Colunas

Pão e circo

Colombina Clandestina é um coletivo artivista independente baseado em Lisboa que atua na criação do Carnaval contemporâneo e sua expressão popular e libertária (Foto: Raquel Pimentel)

Não que eu seja de caçar significado em tudo. Definitivamente, tenho zero gota de misticismo em meu corpo, embora vez ou outra goste de ler o horóscopo recreativamente e atribuir minha vaidade ao meu Sol em Leão. E tenho me divertido cada vez mais observando os fluxos da vida e sua pontualidade ora cruel, ora irônica, ora poética, mas nunca imprecisa.

Meu último carnaval tinha sido em Búzios, em 2020, e me lembro que eu e Matheus ponderamos várias vezes se deveríamos ir ou não ao sempre engarrafado litoral da Região dos Lagos. Decidimos que sim e passamos boa parte do restante daquele ano pandêmico dizendo “ainda bem” por isso. Um respiro de caos, cerveja, filtro solar, amigos e maresia antes da derrocada, de anos inteiros vendo a vida “pela tela, pela janela” – só de lembrar, um arrepio me percorreu a espinha inteira.

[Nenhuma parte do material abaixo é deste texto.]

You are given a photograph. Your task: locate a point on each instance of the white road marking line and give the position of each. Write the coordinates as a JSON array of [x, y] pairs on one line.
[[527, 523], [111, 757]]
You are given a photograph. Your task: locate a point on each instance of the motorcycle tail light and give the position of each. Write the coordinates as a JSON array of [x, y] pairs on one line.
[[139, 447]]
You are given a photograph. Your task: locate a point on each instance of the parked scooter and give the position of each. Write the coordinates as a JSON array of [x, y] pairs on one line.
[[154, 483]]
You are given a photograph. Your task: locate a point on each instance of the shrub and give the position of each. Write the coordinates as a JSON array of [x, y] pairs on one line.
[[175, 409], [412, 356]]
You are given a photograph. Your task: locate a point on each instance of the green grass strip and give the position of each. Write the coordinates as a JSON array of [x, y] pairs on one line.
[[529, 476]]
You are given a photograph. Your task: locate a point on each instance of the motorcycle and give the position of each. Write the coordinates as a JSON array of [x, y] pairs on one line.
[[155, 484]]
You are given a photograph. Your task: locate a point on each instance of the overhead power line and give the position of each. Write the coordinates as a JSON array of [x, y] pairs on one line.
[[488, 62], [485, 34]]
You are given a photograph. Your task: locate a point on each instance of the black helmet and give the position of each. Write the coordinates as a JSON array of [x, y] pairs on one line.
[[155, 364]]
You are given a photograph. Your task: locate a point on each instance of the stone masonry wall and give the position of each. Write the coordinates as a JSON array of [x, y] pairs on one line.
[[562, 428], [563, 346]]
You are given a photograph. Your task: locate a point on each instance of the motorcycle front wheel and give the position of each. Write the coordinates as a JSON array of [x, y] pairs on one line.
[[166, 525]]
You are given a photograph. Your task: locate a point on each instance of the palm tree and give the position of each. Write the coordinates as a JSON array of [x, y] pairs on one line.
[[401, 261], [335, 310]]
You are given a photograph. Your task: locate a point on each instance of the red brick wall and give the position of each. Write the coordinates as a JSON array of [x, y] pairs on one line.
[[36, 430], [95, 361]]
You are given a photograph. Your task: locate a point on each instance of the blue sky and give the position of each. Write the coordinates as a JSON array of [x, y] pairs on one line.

E estando em Portugal, confesso que tinha me esquecido um pouco do feriado, já que aqui na metrópole, nem folga a data garante: é ponto facultativo. Mas ontem estávamos em Lisboa, num mirante de onde se vê boa parte da capital, quando começamos a ver pessoas desfilando com fantasias e adereços: primeiro uma, depois mais outra, um grupilho… E começamos a ouvir a trilha que eu já não ouvia desde antes de o mundo se fechar e virar ao avesso – o de todo mundo e o meu, particularmente. Sem dúvida alguma, era carnaval em solo português.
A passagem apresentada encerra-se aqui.